The purpose this this exercise is to analyse how other artists interpret people and places in their sketchbooks in order to gain insights that can be applied to my own practice.
Key words from the brief:
- Visit this website: http://www.book-by-its-cover.com/sketchbooks
- Look through as many different illustrators’ sketchbooks that you find interesting
- Use your learning logs to make notes in response to some of the questions
I selected six illustrators because of the range, variety and inventiveness of their sketchbooks and because their work resonated with me in some way.
Consider the various ways that other illustrators respond to figures and environments.
Each illustrator brings to bear their own likes, dislikes, experience and personal voice to bear.
The following adjectives to describe the range of responses used by my selected illustrators in response to the subjects in front of them:
- Carefully observed
- Imbued with a sense of narrative or purpose
Their approach to making the sketches vary from quick expressive gestural marks to slower more considered compositions.
Some combine captions, speech and other written materials in their images.
A general observation is that all the drawings/images have some form of narrative and are communicating something. In other words there is a focus of intention by the illustrator to explore or say something about what they are recording or interpreting.
I think this goes to the heart of the purpose of the exercises within PART 3 People and place.
What materials do they use?
Different illustrators use their own combinations of materials and techniques, constrained by the circumstances and the environment they are working in. My selected artists use:
- Dip pen and ink/liquid watercolour
- Ink pen
- Coloured pencils and marker pens
- Splattered paint
- Carefully applied washes of colour
Do they sketch quickly or are the drawings more sustained?
Most of the sketchbooks demonstrate examples of both.
The work of Mattias Adolffsson is considered and resolved to a fine level of detail. The visual treatment is uniformly applied and the imagine is laid out on the paper for the viewer to enjoy.
Alternatively, Lauren Tamaki (Figures: 1, 5, 8) works fast, and the focus of the sketches are on specific subjects with much of the rest of the image left unresolved. For me this gives them more personality because I’m being asked to use more of my own imagination to fill in the gaps.
If they draw fast how is this achieved- how is the content edited ?
I understand editing to mean the things that the artist chooses to consciously or unconsciously leave out of a drawing; those things considered unimportant and/or unnecessary to the purpose or impact of the image.
For rapid drawings, editing by the artist is probably expedient and required to save time and provide focus on important content.
In Figure 5, the girl is isolated with no additional foreground or background. The only additional clue is the written caption or speech ‘I love your hair in this picture‘.
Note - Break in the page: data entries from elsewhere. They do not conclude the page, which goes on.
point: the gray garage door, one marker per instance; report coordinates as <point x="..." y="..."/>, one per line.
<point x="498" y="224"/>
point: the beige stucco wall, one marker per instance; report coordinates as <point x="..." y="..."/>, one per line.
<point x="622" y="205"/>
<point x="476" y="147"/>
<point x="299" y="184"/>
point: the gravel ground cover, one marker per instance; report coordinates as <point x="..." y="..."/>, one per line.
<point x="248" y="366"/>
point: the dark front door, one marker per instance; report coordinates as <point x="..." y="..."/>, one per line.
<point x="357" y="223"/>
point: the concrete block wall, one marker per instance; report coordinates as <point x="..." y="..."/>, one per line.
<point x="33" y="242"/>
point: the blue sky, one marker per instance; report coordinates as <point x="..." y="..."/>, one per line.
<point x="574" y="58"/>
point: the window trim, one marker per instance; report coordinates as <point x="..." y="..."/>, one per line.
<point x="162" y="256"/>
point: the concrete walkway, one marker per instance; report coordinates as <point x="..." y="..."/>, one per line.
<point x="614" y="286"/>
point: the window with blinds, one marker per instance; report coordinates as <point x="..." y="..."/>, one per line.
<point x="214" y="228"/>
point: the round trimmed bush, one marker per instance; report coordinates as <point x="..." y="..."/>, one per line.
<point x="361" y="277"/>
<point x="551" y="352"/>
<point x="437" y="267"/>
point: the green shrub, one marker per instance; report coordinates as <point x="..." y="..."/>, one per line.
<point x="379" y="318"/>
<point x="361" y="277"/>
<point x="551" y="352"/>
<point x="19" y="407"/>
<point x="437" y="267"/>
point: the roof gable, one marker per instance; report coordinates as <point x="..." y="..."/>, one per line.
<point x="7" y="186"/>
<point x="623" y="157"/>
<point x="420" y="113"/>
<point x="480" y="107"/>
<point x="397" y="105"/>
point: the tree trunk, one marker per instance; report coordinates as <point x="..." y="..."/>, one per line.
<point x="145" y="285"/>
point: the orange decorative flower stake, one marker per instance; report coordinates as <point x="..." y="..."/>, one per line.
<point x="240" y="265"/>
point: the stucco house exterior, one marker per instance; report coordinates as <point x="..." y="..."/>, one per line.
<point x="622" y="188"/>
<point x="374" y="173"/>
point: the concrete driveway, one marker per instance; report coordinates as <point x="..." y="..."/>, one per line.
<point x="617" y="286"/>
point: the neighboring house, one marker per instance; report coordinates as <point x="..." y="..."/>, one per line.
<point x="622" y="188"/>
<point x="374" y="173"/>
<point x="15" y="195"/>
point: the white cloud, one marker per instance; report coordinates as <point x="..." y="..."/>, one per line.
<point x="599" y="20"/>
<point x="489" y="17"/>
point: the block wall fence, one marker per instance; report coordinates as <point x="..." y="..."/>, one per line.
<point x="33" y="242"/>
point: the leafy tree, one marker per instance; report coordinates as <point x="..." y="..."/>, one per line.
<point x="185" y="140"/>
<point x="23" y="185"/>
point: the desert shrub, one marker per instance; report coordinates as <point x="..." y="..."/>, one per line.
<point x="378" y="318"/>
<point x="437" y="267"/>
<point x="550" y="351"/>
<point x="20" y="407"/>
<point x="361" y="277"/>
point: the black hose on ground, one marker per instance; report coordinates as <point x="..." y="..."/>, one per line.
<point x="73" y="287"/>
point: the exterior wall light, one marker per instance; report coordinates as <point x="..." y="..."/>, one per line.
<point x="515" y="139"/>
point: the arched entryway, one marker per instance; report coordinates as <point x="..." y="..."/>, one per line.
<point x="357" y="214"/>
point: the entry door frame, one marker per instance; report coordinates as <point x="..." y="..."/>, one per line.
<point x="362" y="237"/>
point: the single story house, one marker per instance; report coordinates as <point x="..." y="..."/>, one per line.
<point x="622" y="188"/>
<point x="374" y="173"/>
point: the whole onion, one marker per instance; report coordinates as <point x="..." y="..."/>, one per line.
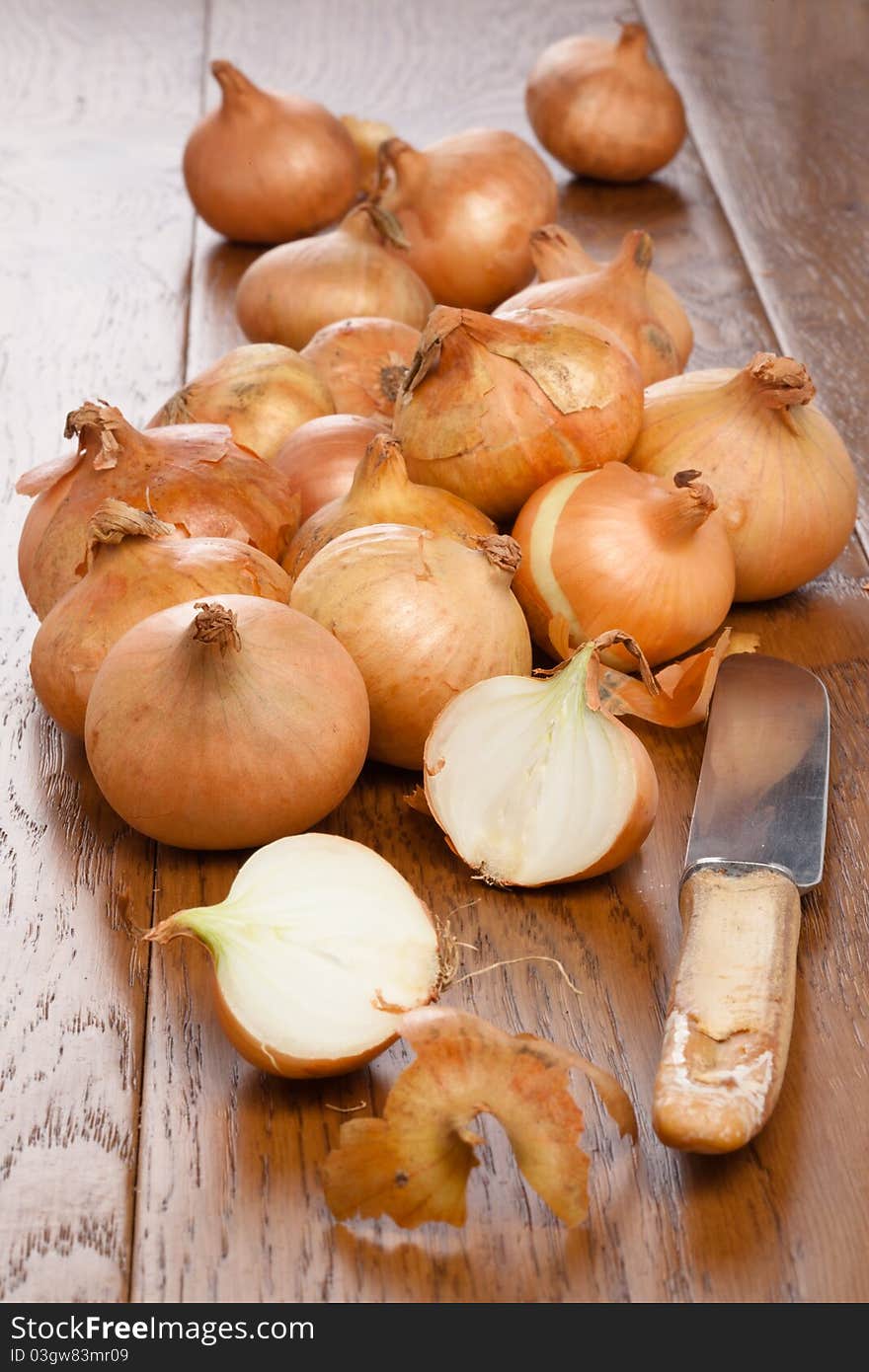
<point x="263" y="391"/>
<point x="266" y="168"/>
<point x="467" y="206"/>
<point x="225" y="724"/>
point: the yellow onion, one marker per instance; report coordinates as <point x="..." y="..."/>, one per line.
<point x="263" y="391"/>
<point x="618" y="548"/>
<point x="382" y="495"/>
<point x="559" y="254"/>
<point x="266" y="168"/>
<point x="423" y="616"/>
<point x="362" y="362"/>
<point x="320" y="458"/>
<point x="225" y="724"/>
<point x="493" y="408"/>
<point x="535" y="781"/>
<point x="467" y="206"/>
<point x="317" y="951"/>
<point x="602" y="109"/>
<point x="190" y="475"/>
<point x="781" y="475"/>
<point x="136" y="566"/>
<point x="616" y="296"/>
<point x="291" y="291"/>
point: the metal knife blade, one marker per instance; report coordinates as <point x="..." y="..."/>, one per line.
<point x="763" y="782"/>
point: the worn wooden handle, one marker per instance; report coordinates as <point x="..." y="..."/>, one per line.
<point x="731" y="1010"/>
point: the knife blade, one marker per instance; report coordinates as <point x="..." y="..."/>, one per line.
<point x="755" y="844"/>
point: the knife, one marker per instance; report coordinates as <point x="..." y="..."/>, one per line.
<point x="755" y="845"/>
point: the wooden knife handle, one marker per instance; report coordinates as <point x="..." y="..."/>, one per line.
<point x="731" y="1010"/>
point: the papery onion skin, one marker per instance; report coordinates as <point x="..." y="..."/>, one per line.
<point x="320" y="457"/>
<point x="308" y="864"/>
<point x="477" y="421"/>
<point x="364" y="362"/>
<point x="190" y="475"/>
<point x="383" y="495"/>
<point x="292" y="291"/>
<point x="604" y="548"/>
<point x="558" y="254"/>
<point x="225" y="742"/>
<point x="423" y="616"/>
<point x="781" y="475"/>
<point x="127" y="580"/>
<point x="263" y="391"/>
<point x="467" y="206"/>
<point x="602" y="109"/>
<point x="618" y="298"/>
<point x="266" y="168"/>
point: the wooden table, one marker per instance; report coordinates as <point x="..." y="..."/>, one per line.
<point x="140" y="1158"/>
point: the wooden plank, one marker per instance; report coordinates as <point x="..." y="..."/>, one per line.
<point x="92" y="277"/>
<point x="229" y="1200"/>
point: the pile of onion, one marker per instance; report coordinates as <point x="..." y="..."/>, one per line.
<point x="558" y="254"/>
<point x="602" y="109"/>
<point x="467" y="206"/>
<point x="493" y="408"/>
<point x="317" y="950"/>
<point x="618" y="298"/>
<point x="292" y="291"/>
<point x="362" y="362"/>
<point x="320" y="458"/>
<point x="136" y="566"/>
<point x="190" y="475"/>
<point x="266" y="168"/>
<point x="263" y="391"/>
<point x="225" y="724"/>
<point x="534" y="781"/>
<point x="423" y="616"/>
<point x="618" y="548"/>
<point x="781" y="475"/>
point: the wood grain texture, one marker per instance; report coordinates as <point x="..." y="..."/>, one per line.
<point x="229" y="1203"/>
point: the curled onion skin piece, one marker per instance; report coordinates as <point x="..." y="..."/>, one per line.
<point x="493" y="408"/>
<point x="423" y="616"/>
<point x="190" y="475"/>
<point x="602" y="109"/>
<point x="227" y="724"/>
<point x="136" y="566"/>
<point x="261" y="391"/>
<point x="783" y="478"/>
<point x="320" y="457"/>
<point x="467" y="206"/>
<point x="266" y="168"/>
<point x="317" y="949"/>
<point x="292" y="291"/>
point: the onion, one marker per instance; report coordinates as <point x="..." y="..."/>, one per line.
<point x="291" y="291"/>
<point x="364" y="362"/>
<point x="467" y="206"/>
<point x="602" y="109"/>
<point x="190" y="475"/>
<point x="382" y="495"/>
<point x="263" y="391"/>
<point x="423" y="618"/>
<point x="225" y="724"/>
<point x="534" y="781"/>
<point x="616" y="296"/>
<point x="320" y="457"/>
<point x="136" y="566"/>
<point x="493" y="408"/>
<point x="317" y="950"/>
<point x="267" y="168"/>
<point x="558" y="254"/>
<point x="619" y="548"/>
<point x="781" y="475"/>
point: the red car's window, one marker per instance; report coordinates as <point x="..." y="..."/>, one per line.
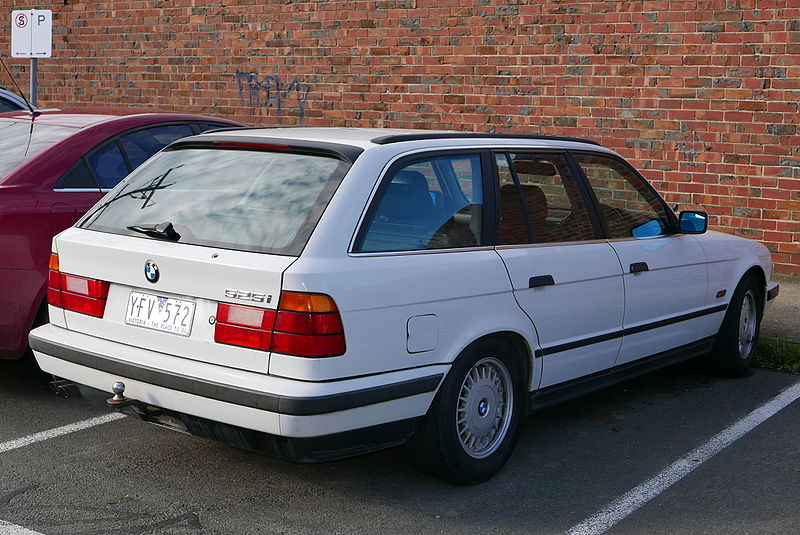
<point x="142" y="144"/>
<point x="20" y="141"/>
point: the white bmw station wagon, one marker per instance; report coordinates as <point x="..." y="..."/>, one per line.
<point x="321" y="293"/>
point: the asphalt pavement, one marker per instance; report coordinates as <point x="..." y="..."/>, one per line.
<point x="128" y="477"/>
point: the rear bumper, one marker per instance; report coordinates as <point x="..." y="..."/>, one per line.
<point x="242" y="399"/>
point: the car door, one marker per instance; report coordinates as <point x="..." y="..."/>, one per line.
<point x="566" y="279"/>
<point x="665" y="272"/>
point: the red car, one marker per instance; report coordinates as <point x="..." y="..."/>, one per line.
<point x="54" y="166"/>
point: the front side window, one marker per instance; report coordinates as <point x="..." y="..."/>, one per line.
<point x="246" y="200"/>
<point x="431" y="203"/>
<point x="630" y="208"/>
<point x="540" y="201"/>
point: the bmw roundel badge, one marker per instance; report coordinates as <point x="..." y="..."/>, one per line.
<point x="151" y="272"/>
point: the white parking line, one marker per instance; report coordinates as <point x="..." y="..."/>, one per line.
<point x="58" y="431"/>
<point x="633" y="500"/>
<point x="7" y="528"/>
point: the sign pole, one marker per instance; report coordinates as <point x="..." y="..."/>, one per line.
<point x="34" y="76"/>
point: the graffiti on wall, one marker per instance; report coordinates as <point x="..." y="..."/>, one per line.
<point x="256" y="91"/>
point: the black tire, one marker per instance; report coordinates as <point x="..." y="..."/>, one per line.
<point x="439" y="446"/>
<point x="737" y="339"/>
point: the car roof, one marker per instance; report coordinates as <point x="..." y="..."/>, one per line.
<point x="366" y="138"/>
<point x="13" y="98"/>
<point x="83" y="118"/>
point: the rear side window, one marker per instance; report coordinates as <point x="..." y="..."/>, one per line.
<point x="433" y="203"/>
<point x="142" y="144"/>
<point x="233" y="199"/>
<point x="20" y="141"/>
<point x="539" y="201"/>
<point x="109" y="165"/>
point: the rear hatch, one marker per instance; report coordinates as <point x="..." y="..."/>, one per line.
<point x="198" y="225"/>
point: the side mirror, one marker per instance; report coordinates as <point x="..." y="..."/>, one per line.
<point x="693" y="222"/>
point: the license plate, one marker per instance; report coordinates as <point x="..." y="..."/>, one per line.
<point x="165" y="314"/>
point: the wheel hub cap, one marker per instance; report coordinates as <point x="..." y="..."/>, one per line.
<point x="484" y="408"/>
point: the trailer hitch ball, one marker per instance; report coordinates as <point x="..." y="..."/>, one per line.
<point x="119" y="400"/>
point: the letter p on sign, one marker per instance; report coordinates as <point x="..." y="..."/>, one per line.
<point x="32" y="33"/>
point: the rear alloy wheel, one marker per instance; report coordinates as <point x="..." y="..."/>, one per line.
<point x="484" y="408"/>
<point x="473" y="423"/>
<point x="735" y="347"/>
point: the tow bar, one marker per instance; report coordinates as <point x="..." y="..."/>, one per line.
<point x="119" y="401"/>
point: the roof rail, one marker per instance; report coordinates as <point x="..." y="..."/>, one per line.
<point x="397" y="138"/>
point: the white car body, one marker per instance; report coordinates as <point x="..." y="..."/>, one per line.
<point x="407" y="315"/>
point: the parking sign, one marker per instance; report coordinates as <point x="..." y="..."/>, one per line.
<point x="31" y="33"/>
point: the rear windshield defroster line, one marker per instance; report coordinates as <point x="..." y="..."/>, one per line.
<point x="247" y="199"/>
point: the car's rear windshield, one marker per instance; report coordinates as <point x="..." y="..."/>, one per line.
<point x="18" y="141"/>
<point x="246" y="200"/>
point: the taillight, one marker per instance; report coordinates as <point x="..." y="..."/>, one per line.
<point x="244" y="326"/>
<point x="79" y="294"/>
<point x="305" y="325"/>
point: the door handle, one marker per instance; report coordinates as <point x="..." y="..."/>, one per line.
<point x="541" y="280"/>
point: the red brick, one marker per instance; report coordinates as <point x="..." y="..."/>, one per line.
<point x="708" y="90"/>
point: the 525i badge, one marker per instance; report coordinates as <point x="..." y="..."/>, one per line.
<point x="248" y="296"/>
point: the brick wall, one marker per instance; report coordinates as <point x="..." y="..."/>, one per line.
<point x="701" y="95"/>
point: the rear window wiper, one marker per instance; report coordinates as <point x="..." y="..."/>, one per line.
<point x="146" y="193"/>
<point x="162" y="231"/>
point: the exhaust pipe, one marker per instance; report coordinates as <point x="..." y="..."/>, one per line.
<point x="64" y="388"/>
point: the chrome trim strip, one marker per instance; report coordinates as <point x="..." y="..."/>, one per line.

Which subjects or parts of the images are edited or stylised?
I understand stylisation to mean the visual qualities that the illustrator applies to the image usually expressed through their personal voice.
Stylisation and editing can be applied to any aspect of an image.
How does the stylisation affect the communication process and the sense of documentary?
I understand documentary in this context to mean how a part or whole of an illustration describes a situation or event; in other words the narrative.
Stylisation can have a huge effect on the reading of an image. It can set the whole tone-of-voice for the picture and how an image is read.
In Figure 7, Rachel Levit’s highly stylised portrait of the girl with dense pattern and detail force the viewer to slow down their reading of the picture in order to focus and uncover meaning which is not immediately obvious.
Stylisation can add a whole other set of association and meanings to an image.
Are there any parts of the images that are unfinished and what impact does this have on the overall image?
Most images, particularly those drawn fast leave areas of the page blank or unfinished. In Figure 8, Lauren Tamaki’s beautifully observed drawing from a waiting room or airport lounge focuses on the two slouching characters in the foreground with not much visual information in the midground and almost nothing in the background or around the edges. The meaning in the image is derived from postures and expressions of the characters, how they are positioned on the seats and what they’re doing. The weight and quality of line emphasises the visual hierarchy. Somehow the overall simplicity of the drawings adds to the pleasure of the reading.
Are there some images that you think communicate better when drawn slowly?
Fast drawing by its nature means that the artist is consciously or unconsciously editing a lot. As discussed above, this can have a very pleasing aesthetic that can be exploited by the illustrator. Fast drawings can be more immediately expressive because the mark making has to be gestural and rapid.
Figure 4 and Figure 7 are both examples of slow drawing, where the artist has spent more time on composition and/or adding detail. The reading of both these images is more nuanced and requires a different type of engagement from the viewer.
In Figure 7, the nautical references are not immediately obvious until you look closely. When you realise that the whole image is packed full of highly detailed seafaring imagery, the whole reading of the image changes and becomes more complex.
In answer to the question, both fast and slow drawing have benefits that an illustrator can exploit depending somewhat on the nature and complexity of the subject in front of them and the illustrative interpretation they are trying to achieve.